Filled with syntactic tips and tricks, Object Oriented Perl is a sure bet for any programmer who wants to learn how to use Perl objects effectively. --Richard Dragan
Topics covered: Perl language review, CPAN, Perl objects, 'blessing' and inheritance, polymorphism, Class::Struct and Class::Methodmaker modules, Perl ties and closures, operator overloading, encapsulation, multiple dispatch, Class::Multimethods, coarse-grained and fine-grained object persistence techniques, performance issues.
The author has a very methodical way of introducing concepts and overall has done a very good job. What seems like easy flow as far as the reader is concerned was probably a lot of hard work on his part.
The wry humor in the book alone is worth the money.
I am still unable to take the plethora of my perl scripts and modularize them but that is not the author's fault.
Compare this book with " Learning Perl Objects, References & Modules By Randal L. Schwartz". This does a much better exposition.
For those like me who are forced to write Perl against their will, this book is a must-have. In contrast to some other Perl books out there, this one doesn't get into cutesy terminology like calling things 'spaceship operator' or similar uses of sloppy informal language.

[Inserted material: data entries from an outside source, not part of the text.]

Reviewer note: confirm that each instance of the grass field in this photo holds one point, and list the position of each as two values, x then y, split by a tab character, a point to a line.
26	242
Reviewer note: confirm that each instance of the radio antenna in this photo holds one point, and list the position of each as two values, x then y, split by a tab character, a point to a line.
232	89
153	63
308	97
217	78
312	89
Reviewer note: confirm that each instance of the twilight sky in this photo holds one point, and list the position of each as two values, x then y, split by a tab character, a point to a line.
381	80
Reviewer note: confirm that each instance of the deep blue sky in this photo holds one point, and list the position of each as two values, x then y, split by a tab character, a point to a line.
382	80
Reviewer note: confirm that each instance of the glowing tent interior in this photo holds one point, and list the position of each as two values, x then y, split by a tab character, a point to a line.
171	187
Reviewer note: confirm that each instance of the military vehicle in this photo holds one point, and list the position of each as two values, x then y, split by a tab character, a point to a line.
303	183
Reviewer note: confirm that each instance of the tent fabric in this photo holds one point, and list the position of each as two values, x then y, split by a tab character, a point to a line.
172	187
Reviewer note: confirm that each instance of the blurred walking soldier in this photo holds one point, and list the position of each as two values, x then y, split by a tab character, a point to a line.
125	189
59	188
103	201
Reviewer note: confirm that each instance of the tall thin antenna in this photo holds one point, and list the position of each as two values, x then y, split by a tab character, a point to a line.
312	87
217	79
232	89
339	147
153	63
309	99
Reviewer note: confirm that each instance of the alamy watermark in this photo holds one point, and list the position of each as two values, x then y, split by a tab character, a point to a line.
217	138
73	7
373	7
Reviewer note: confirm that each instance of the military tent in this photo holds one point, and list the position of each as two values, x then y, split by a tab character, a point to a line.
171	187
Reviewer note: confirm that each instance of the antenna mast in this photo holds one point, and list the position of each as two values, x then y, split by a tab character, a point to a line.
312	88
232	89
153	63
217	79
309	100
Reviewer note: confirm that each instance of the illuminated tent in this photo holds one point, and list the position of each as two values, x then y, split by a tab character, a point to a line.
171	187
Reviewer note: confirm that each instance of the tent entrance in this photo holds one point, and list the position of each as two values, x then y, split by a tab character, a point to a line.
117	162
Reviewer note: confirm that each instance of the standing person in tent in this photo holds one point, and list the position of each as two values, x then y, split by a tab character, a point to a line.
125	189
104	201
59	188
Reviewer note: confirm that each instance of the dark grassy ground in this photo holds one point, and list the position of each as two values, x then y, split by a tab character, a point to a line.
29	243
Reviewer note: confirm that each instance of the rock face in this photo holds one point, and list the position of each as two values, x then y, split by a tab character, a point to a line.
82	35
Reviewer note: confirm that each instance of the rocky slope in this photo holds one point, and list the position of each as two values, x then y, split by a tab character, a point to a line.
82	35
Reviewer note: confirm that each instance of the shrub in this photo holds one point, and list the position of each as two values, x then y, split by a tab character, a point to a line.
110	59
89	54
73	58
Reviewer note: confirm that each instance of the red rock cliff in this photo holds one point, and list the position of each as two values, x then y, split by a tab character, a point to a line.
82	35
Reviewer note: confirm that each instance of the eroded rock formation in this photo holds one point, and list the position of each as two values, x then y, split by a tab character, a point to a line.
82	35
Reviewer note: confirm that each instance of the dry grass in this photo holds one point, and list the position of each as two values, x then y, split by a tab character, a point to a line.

I don't recall what caused me to buy this book; perhaps it was the only Perl OO book. I am so glad I did, because the amount of info that the author has put into this book is amazing. Not just that, it's the *choices* he made, of what to explain. He's picked all the pieces that the other books glossed over, and examined the missing pieces, so that I now understand the"why" behind many oddities, and I now can push myself much farther forward.
Sort of like, the other books pose the questions, this book answers them.
If you only buy 2 Perl books, make this one of them. Ignore the fact that the title says OO. Yes, it does a great job of explaining how the OO features mechanically work, but the reason to buy this book is all the extra backgrounder info that's in this, it's worth twice what they're asking for. The data often has nothing to do with the OO features, he's probably remembering all the details that HE had to go run down, and he's giving us all these data pearls (pun intended) for free, along with the payment for the OO data.
Don't buy this book to learn object-oriented programming, but if you want to learn how Perl manages to add OO features, and accidentally learn how Perl adds in a great many other features, then you're in the right place.